Come si è detto più volte in questo ultimo anno, la pandemia ha esacerbato le differenze sociali, pur non avendo innescato il conflitto. Tra i gruppi subalterni che hanno subito più forte la crisi sociosanitaria e la costrizione al lavoro in condizioni più pericolose del solito, ci sono le persone senza cittadinanza italiana, senza documenti regolari oppure appese al ricatto del rinnovo del permesso di soggiorno.

Le migrazioni sono un fenomeno antropologico connaturato all’essere umano, ma nella storia sono avvenute in varie forme e per varie ragioni. Il sistema globale neoliberista prevede lo sfruttamento di molte aree della terra e di popolazioni per il benessere di alcune specifiche aree, popolazioni e classi sociali. A causa di questo sistema, molte persone sono costrette a spostarsi contro la loro volontà; altre sono costrette a fuggire dalle bombe e dalla repressione; altre scelgono di muoversi per altre ragioni. L’esistenza delle frontiere, la gestione razzista e classista dei passaporti e dei visti e la militarizzazione dei confini europei di terra e di mare rendono i viaggi migratori una scommessa di vita o di morte per migliaia di persone. Per chi approda in Europa, si apre un altro viaggio tra minaccia dell’irregolarità, lavoro nero e razzismo sistemico.

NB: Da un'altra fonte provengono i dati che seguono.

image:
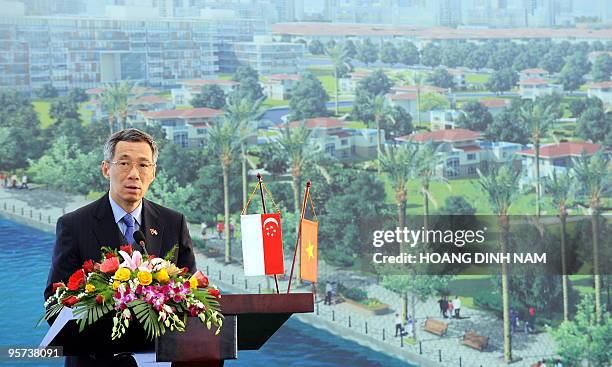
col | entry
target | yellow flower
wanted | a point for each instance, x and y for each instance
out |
(173, 270)
(123, 274)
(144, 277)
(193, 282)
(162, 276)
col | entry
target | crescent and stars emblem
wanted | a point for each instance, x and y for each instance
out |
(310, 250)
(270, 226)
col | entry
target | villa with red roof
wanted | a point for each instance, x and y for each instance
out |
(601, 90)
(415, 88)
(187, 127)
(348, 84)
(337, 140)
(460, 148)
(407, 101)
(537, 87)
(495, 105)
(278, 86)
(554, 157)
(533, 73)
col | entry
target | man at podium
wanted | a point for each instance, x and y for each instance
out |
(129, 164)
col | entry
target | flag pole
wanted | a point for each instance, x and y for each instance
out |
(263, 204)
(297, 239)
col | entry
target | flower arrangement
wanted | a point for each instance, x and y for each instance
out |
(152, 290)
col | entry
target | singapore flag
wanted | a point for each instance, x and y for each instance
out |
(262, 244)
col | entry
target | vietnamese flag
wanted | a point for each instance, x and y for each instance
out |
(262, 244)
(308, 250)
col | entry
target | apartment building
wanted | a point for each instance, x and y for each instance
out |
(266, 56)
(70, 52)
(187, 127)
(339, 141)
(536, 87)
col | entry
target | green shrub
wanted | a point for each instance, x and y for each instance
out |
(355, 294)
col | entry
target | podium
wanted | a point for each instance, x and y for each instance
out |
(249, 321)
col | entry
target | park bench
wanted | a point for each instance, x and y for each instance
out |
(473, 340)
(435, 326)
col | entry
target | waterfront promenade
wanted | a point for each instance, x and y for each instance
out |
(41, 208)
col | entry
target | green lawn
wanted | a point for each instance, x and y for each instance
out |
(356, 125)
(42, 109)
(477, 78)
(275, 102)
(467, 188)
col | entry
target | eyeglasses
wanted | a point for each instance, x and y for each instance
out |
(144, 168)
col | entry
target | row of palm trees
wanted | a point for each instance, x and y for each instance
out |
(228, 140)
(589, 178)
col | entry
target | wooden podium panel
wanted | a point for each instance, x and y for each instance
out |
(250, 320)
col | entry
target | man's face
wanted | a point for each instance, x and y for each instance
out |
(129, 182)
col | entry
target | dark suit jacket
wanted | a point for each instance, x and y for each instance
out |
(81, 234)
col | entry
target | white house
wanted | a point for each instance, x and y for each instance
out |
(186, 127)
(443, 119)
(408, 101)
(190, 88)
(462, 153)
(553, 157)
(495, 105)
(349, 84)
(536, 87)
(278, 86)
(601, 90)
(339, 141)
(537, 73)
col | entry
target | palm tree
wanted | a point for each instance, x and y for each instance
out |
(561, 190)
(242, 112)
(501, 187)
(339, 58)
(110, 107)
(224, 140)
(398, 163)
(594, 175)
(417, 80)
(115, 100)
(295, 142)
(428, 161)
(539, 122)
(124, 90)
(380, 111)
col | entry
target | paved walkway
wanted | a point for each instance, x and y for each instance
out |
(42, 208)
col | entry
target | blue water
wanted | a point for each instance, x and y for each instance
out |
(25, 256)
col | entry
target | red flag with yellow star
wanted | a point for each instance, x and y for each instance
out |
(308, 252)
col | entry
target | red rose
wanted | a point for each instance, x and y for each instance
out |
(70, 301)
(201, 278)
(88, 266)
(215, 293)
(110, 265)
(126, 248)
(58, 285)
(76, 280)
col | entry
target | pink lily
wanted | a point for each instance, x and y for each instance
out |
(131, 262)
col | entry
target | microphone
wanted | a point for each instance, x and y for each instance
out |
(140, 239)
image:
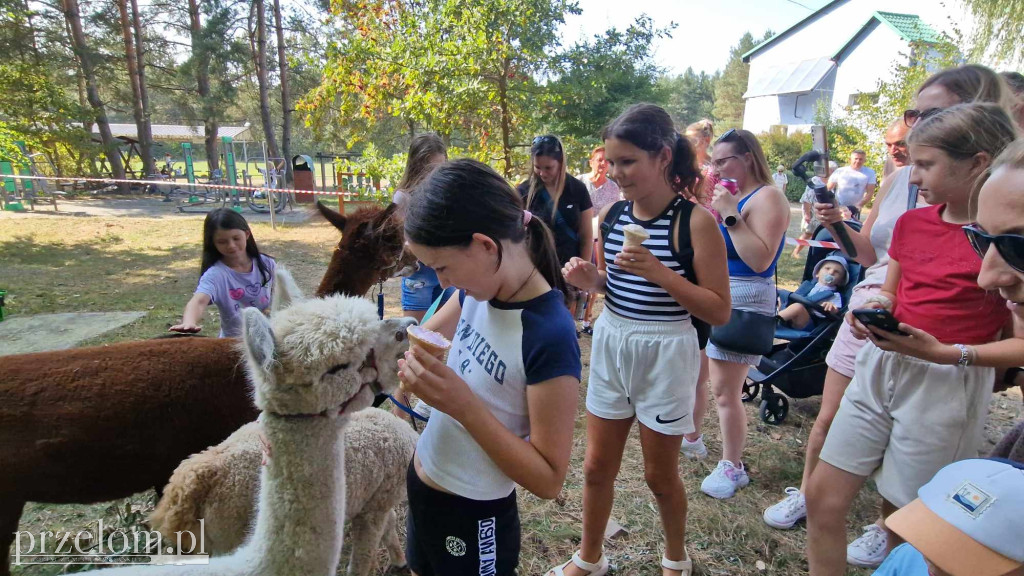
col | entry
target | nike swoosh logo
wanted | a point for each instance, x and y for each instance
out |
(660, 421)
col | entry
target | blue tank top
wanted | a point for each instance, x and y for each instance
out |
(736, 265)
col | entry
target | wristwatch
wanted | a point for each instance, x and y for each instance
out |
(1010, 377)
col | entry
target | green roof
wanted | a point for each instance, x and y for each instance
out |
(909, 27)
(747, 56)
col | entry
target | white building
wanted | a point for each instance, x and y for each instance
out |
(838, 52)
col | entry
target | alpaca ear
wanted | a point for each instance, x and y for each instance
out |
(258, 338)
(285, 290)
(337, 219)
(385, 214)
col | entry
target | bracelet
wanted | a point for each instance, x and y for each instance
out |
(968, 355)
(884, 300)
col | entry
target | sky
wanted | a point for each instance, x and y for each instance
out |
(707, 29)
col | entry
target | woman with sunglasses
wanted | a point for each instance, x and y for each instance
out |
(754, 220)
(1000, 223)
(896, 194)
(919, 398)
(559, 199)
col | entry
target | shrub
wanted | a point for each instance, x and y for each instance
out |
(784, 149)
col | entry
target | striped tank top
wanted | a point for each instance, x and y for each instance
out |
(630, 295)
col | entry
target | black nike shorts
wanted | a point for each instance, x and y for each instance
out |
(450, 535)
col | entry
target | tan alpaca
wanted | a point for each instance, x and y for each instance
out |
(312, 366)
(220, 486)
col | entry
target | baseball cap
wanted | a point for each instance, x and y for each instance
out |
(969, 519)
(838, 258)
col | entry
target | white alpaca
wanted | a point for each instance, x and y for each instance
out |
(220, 485)
(313, 365)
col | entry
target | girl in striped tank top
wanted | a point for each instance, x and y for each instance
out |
(644, 359)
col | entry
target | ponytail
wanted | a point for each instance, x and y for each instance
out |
(465, 197)
(685, 175)
(542, 251)
(649, 127)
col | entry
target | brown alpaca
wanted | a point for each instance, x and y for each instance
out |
(103, 422)
(370, 241)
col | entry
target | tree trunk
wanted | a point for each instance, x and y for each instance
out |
(503, 103)
(131, 60)
(259, 55)
(145, 129)
(210, 122)
(74, 19)
(286, 96)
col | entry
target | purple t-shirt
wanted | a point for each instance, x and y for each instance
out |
(232, 291)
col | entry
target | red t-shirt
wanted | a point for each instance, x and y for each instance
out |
(938, 288)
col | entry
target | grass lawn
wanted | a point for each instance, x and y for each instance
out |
(67, 263)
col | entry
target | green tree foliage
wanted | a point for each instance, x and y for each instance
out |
(998, 29)
(38, 106)
(455, 67)
(784, 149)
(729, 89)
(599, 78)
(873, 113)
(689, 96)
(844, 137)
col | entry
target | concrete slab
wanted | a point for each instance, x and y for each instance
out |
(58, 331)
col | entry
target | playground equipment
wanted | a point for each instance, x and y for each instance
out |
(19, 194)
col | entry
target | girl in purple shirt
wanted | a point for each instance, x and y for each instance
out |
(233, 275)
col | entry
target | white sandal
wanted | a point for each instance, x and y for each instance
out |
(600, 568)
(684, 566)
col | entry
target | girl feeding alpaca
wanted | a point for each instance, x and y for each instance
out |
(503, 403)
(233, 275)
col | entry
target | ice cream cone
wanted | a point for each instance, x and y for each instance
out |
(436, 344)
(635, 235)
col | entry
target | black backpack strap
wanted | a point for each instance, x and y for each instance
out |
(682, 249)
(610, 218)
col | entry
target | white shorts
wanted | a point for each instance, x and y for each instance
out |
(644, 369)
(902, 419)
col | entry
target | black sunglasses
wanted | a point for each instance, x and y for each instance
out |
(1010, 246)
(547, 140)
(911, 117)
(728, 134)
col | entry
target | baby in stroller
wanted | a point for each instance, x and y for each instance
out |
(830, 276)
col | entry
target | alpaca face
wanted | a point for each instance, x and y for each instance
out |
(327, 356)
(373, 238)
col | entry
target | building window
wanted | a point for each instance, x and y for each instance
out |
(863, 98)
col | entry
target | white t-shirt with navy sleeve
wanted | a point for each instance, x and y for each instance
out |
(231, 291)
(499, 348)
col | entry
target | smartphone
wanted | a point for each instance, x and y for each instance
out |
(880, 318)
(824, 196)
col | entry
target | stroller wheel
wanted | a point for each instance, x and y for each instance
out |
(774, 409)
(751, 391)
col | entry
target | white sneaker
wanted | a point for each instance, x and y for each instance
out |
(869, 549)
(787, 512)
(724, 481)
(693, 450)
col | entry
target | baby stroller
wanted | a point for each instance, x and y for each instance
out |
(797, 365)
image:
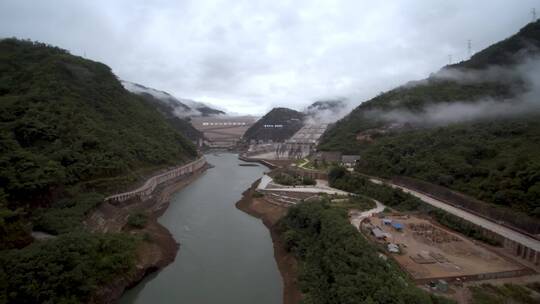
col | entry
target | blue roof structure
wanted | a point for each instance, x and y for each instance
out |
(397, 225)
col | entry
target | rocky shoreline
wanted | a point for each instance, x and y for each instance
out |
(158, 249)
(270, 215)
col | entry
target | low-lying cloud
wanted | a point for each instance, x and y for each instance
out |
(526, 101)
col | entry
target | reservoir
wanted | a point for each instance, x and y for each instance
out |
(225, 256)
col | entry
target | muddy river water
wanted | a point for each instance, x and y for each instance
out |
(225, 255)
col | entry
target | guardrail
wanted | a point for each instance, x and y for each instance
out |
(145, 191)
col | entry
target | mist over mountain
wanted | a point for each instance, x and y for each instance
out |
(182, 107)
(472, 127)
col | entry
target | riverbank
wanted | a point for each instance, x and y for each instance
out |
(270, 214)
(157, 249)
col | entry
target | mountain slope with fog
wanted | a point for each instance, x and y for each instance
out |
(277, 125)
(69, 135)
(182, 107)
(175, 112)
(326, 111)
(473, 126)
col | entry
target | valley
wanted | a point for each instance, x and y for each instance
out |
(277, 169)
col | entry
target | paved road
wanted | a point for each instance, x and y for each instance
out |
(480, 221)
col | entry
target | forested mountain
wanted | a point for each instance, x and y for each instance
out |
(69, 135)
(182, 107)
(473, 126)
(173, 110)
(277, 125)
(325, 111)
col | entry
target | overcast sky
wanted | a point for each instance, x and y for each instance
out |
(249, 56)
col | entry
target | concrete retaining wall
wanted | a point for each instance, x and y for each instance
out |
(145, 191)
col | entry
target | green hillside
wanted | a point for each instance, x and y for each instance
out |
(492, 158)
(182, 125)
(69, 135)
(277, 125)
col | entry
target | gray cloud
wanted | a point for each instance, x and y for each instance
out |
(527, 101)
(248, 56)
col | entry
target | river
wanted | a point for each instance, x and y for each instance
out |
(225, 256)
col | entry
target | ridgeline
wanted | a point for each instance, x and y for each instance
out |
(473, 127)
(69, 135)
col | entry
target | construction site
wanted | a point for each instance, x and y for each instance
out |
(430, 252)
(222, 132)
(300, 145)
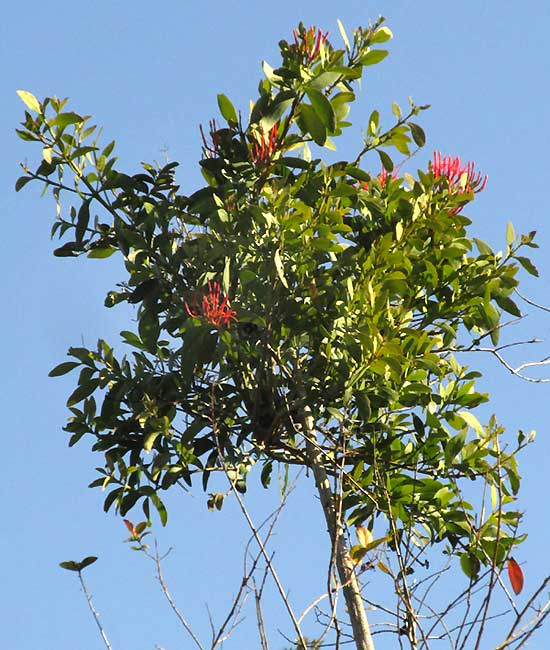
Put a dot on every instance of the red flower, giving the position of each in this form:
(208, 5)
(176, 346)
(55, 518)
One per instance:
(462, 178)
(263, 151)
(211, 307)
(516, 575)
(308, 42)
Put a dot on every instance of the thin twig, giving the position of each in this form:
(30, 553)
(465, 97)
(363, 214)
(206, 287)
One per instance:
(94, 612)
(157, 560)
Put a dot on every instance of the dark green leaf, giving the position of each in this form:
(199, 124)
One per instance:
(323, 108)
(227, 110)
(21, 182)
(386, 161)
(470, 565)
(64, 119)
(82, 221)
(418, 134)
(101, 253)
(83, 391)
(527, 265)
(87, 561)
(63, 368)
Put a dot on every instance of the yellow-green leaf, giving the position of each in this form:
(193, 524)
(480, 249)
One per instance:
(30, 100)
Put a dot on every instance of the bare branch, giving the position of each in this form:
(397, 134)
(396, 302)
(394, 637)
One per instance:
(94, 612)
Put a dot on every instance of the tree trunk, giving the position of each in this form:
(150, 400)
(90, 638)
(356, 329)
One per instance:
(352, 592)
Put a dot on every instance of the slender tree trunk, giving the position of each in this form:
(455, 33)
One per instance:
(346, 573)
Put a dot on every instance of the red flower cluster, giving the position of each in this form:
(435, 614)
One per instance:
(211, 307)
(462, 178)
(213, 149)
(263, 151)
(308, 42)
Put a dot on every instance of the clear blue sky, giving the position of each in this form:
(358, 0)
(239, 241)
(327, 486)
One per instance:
(149, 74)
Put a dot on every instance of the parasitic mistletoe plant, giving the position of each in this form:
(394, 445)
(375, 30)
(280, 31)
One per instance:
(295, 312)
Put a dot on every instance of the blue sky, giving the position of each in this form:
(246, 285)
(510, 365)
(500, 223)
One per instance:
(149, 76)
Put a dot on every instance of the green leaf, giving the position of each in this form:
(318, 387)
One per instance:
(279, 267)
(418, 134)
(87, 561)
(65, 119)
(323, 108)
(71, 565)
(227, 110)
(381, 35)
(527, 265)
(63, 368)
(161, 509)
(30, 100)
(373, 57)
(21, 182)
(454, 446)
(469, 565)
(82, 392)
(150, 440)
(101, 253)
(508, 305)
(310, 122)
(295, 163)
(82, 220)
(386, 161)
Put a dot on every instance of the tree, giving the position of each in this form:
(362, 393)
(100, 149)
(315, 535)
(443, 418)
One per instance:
(293, 312)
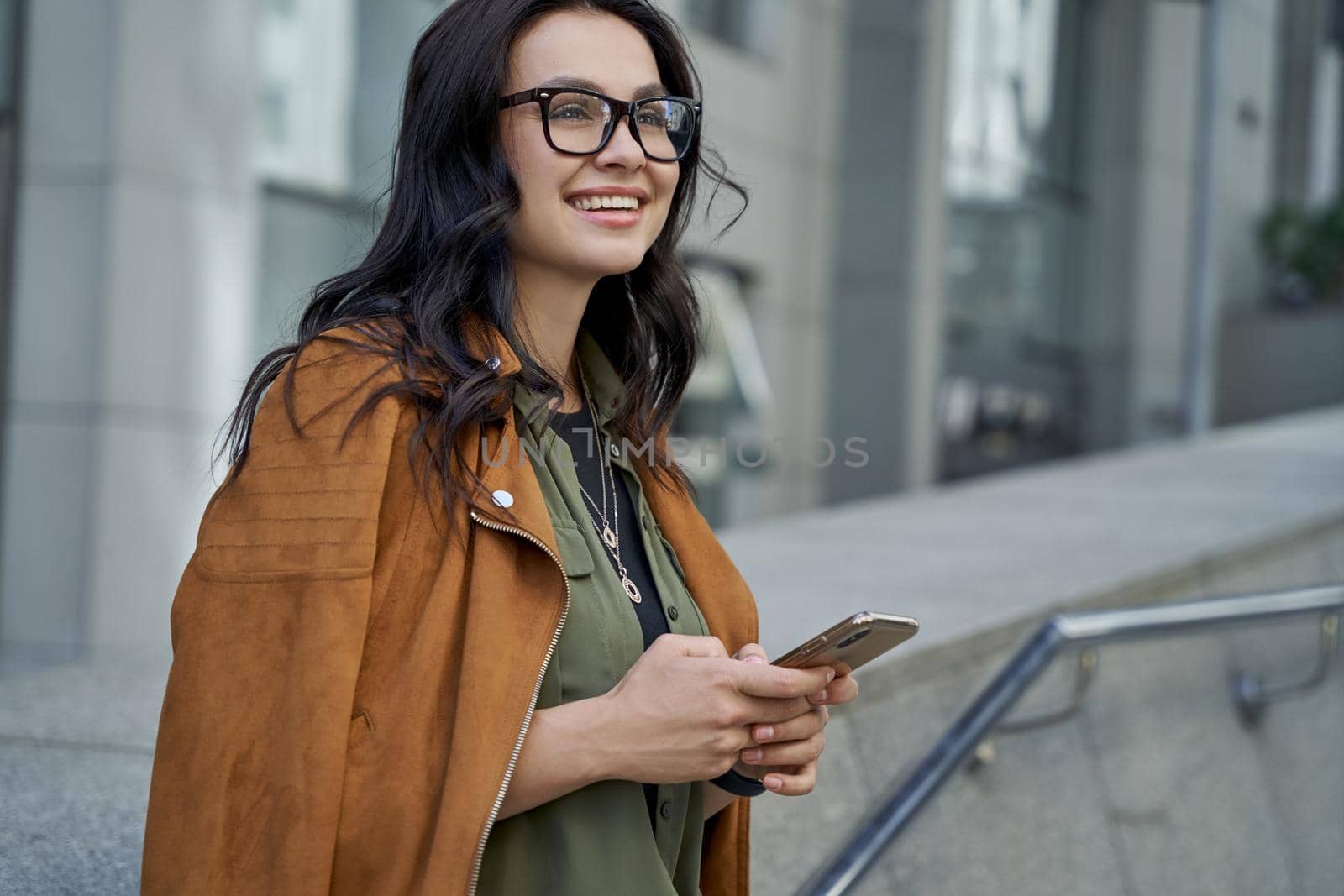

Come scrive la rete Mai più lager, che il 24 aprile si mobiliterà contro i Cpr in varie città italiane, «I CPR, di tale percorso, sono l’epilogo, la fase terminale espulsiva di un sistema respingente e repressivo, lì dove alla negazione del diritto e dell’accoglienza si aggiungono la privazione della libertà e l’offesa della dignità personale, prima della rispedizione al mittente».

Sabato 24 aprile saremo a Gradisca per ricordare a quella città che sta ospitando un lager e per far sapere a chi è dentro che qualcuno è loro solidale e crede che quel posto non vada reso migliore ma raso al suolo.

Nel frattempo, a Trieste, chi agisce in solidarietà alle persone in arrivo dalla Rotta balcanica subisce sta subendo viene accusato di favoreggiamento all’immigrazione clandestina. Da Gradisca a Trieste, siamo solidali con l’associazione Linea d’ombra: per noi, gli unici che favoriscono l’immigrazione clandestina sono gli Stati e i governi che impediscono l’immigrazione cosiddetta legale.